A number of previous previous studies and user experience have shown that locomotor activity (moving around) and hot environments increase risks associated with MDMA, including hyperthermia, organ damage, and potential neurotoxicity.

Fantegrossi et al. showed in 2003 that racemic MDMA given at a dose of 56 mg/kg kills no mice when they are housed alone, but kills fully 75 percent of them when they are housed 12 per cage. Summarizing Fantegrossi:

Twelve mice per cage isn't even terribly crowded, but increases motor activity and heat.
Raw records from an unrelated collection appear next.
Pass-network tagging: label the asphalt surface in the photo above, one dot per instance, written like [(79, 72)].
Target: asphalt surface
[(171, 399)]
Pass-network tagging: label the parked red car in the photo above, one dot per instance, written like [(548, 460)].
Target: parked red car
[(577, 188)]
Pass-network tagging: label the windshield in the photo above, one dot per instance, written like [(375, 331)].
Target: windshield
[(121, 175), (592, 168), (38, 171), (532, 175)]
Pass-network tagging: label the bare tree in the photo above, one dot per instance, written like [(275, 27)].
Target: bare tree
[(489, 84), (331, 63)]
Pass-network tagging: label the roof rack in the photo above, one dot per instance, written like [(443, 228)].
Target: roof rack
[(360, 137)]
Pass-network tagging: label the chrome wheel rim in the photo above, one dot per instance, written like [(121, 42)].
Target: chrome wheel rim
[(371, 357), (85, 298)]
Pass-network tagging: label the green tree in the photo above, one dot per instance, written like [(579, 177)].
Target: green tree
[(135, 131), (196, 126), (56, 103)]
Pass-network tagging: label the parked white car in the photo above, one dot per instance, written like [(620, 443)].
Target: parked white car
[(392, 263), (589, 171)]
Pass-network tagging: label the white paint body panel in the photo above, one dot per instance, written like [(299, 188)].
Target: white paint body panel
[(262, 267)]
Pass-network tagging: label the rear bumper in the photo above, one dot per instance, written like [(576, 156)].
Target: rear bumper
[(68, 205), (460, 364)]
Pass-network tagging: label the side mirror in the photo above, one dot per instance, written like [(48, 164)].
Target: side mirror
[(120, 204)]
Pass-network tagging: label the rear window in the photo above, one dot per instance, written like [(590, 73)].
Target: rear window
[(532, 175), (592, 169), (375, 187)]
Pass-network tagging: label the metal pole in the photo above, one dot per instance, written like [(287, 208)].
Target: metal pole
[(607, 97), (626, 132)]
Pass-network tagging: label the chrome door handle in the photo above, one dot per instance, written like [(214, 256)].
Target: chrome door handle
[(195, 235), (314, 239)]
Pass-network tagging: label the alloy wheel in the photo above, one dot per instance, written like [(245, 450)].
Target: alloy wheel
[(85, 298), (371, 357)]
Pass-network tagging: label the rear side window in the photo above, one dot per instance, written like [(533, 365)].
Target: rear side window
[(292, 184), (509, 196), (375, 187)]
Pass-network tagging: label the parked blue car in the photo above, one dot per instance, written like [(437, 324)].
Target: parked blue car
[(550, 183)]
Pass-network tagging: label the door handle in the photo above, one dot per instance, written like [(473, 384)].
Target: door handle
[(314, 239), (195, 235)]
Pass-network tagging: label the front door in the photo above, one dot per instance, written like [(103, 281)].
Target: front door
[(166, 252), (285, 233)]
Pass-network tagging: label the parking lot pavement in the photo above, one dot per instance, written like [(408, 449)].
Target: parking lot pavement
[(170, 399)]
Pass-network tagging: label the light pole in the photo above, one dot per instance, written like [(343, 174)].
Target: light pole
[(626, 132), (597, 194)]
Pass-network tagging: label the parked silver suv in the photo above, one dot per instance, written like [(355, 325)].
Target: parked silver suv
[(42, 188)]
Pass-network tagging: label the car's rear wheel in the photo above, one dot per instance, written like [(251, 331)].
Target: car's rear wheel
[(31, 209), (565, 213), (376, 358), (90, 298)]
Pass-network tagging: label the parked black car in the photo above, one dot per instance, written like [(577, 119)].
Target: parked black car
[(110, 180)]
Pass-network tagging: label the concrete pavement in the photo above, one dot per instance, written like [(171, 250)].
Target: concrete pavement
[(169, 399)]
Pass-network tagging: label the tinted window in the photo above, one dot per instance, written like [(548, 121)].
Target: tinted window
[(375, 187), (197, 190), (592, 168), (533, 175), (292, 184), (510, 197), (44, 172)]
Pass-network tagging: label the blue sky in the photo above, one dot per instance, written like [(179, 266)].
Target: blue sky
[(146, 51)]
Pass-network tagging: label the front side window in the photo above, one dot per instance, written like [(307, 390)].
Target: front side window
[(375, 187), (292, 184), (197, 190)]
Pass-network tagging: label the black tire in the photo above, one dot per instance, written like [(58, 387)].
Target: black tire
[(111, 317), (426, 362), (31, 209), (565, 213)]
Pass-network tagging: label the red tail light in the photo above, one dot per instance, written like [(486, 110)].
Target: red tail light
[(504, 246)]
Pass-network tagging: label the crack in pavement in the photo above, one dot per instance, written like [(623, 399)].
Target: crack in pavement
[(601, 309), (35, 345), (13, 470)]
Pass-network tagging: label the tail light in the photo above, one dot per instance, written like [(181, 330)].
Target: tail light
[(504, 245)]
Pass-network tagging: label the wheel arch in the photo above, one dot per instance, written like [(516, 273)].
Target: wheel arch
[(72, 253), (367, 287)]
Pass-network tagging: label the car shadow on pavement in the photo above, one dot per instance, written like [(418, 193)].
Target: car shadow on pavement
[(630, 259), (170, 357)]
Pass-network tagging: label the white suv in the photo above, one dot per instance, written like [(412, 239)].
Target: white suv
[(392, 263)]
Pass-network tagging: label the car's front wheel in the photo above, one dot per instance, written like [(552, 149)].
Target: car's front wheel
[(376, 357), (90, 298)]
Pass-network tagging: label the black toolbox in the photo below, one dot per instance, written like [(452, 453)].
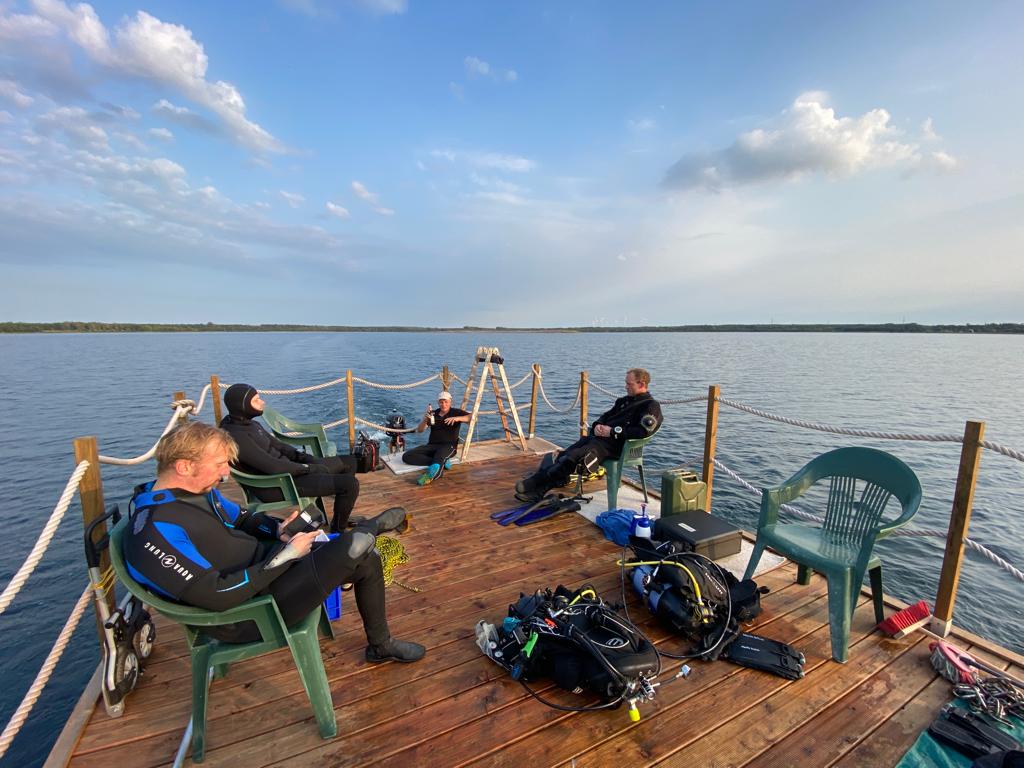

The paper also has some data on lethality when the experiments are repeated in a 4C (40F) cold room. The results are complex, but decreasing the ambient temperature is protective against lethal effects of racemic MDMA whether mice are alone or crowded, but crowding interacts with temperature for the S(+)-enantiomer, and a cool temperature is not protective at all against the lethal effects of the R(-)-enantiomer. This is expected since the R(-)-enantiomer does not induce hyperthermia, so there's probably no reason to think cooling animals off would be protective.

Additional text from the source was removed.